The issue of surrogacy has been debated in European legislations for fifteen years. Banned in Germany (by the Embryonenschutzgesetz of 1990 and Article 1591 of the BGB), in France, Italy, and Spain, it is authorized under conditions in Portugal, Greece, and Belgium. The European Court of Human Rights, in its Mennesson (2014) and Paradiso (2017) case law, has progressively compelled states to recognize filiations obtained abroad. In France, the Court of Cassation took a decisive step in June 2026, effectively erasing the boundary of natural law.
On July 18, 2026, La Croix reported Jens Spahn's resignation from the presidency of the CDU-CSU group in the Bundestag, following the revelation that he became a father through a surrogate mother abroad. Former Health Minister under Angela Merkel, Spahn, married to Daniel Funke, had always publicly defended the German ban on surrogacy. His resignation from the parliamentary group presidency, but not from his position as a member of parliament, is presented by the CDU leadership as a "gesture of responsibility." The SPD sees it as "the admission of a double political life"; the AfD denounces "the moral betrayal of German conservatism."
The Catholic magisterium has been consistent since Donum vitae (Congregation for the Doctrine of the Faith, 1987), which condemns surrogate motherhood as contrary to the unity of marriage and the dignity of human procreation. Dignitas personae (2008) confirms this line. Pope Francis, in his address to the diplomatic corps on January 8, 2024, qualified surrogacy as "deplorable" and called for its universal prohibition. Doctrinal coherence allows no personal exceptions, including for a political leader claiming to be Catholic.
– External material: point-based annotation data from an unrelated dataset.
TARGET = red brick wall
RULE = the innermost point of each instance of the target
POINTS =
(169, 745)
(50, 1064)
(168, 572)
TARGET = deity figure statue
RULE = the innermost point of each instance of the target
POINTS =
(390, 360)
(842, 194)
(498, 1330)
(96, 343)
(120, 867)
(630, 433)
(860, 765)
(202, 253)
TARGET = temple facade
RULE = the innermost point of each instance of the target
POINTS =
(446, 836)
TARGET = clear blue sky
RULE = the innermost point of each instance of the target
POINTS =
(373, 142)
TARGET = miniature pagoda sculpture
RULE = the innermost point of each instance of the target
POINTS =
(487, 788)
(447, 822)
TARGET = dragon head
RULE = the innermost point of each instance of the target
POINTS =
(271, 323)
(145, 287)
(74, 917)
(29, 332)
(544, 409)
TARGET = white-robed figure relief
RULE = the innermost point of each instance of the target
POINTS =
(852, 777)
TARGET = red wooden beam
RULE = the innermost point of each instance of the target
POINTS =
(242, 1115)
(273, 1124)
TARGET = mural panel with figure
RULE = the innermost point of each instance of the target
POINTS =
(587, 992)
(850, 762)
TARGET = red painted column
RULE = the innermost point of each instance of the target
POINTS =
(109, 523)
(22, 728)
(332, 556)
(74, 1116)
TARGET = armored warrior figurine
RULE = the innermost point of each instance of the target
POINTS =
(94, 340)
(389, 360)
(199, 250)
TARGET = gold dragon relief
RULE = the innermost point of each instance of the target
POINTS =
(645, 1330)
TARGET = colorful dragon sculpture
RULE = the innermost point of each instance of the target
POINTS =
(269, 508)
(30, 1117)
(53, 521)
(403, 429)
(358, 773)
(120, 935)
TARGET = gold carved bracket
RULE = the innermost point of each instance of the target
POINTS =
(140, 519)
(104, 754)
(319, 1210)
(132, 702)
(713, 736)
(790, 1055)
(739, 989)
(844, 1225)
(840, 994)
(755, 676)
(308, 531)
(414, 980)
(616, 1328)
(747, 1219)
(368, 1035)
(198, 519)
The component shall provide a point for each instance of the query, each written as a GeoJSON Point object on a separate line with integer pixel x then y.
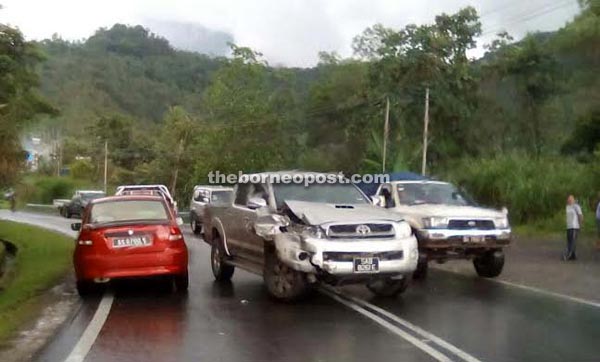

The Spahn affair reveals the internal flaw of European conservatism. The CDU, historically linked to the Catholic Church of Cologne and Munich, had yet reaffirmed the ban on surrogacy in its 2021 program. The fact that its parliamentary group leader assumes it in practice designates the growing gap between the letter of the program and the real culture of conservative elites. For the German bishops, the question is twofold: publicly denouncing the act without incurring the burden of partisan politicization. The DBK, already divided over the Synodal Path, will emerge all the more weakened as it delays speaking out.
Three tracks to watch. The official position of the German Bishops' Conference (DBK), which has so far avoided commenting on the private lives of elected officials. The attitude of the Vatican, silent on this specific incident. Finally, the bills that could be introduced by the AfD or by dissident Christian Democrats to toughen Article 1591 of the BGB and prevent the recognition of filiations acquired abroad.
Surrogacy is not a matter of orientation or sensitivity: it is a fundamental anthropological question. A child is neither a right nor a contract. We will pray for the child born in this affair, for his biological mother who remains unknown, and for a surge of truth within the CDU.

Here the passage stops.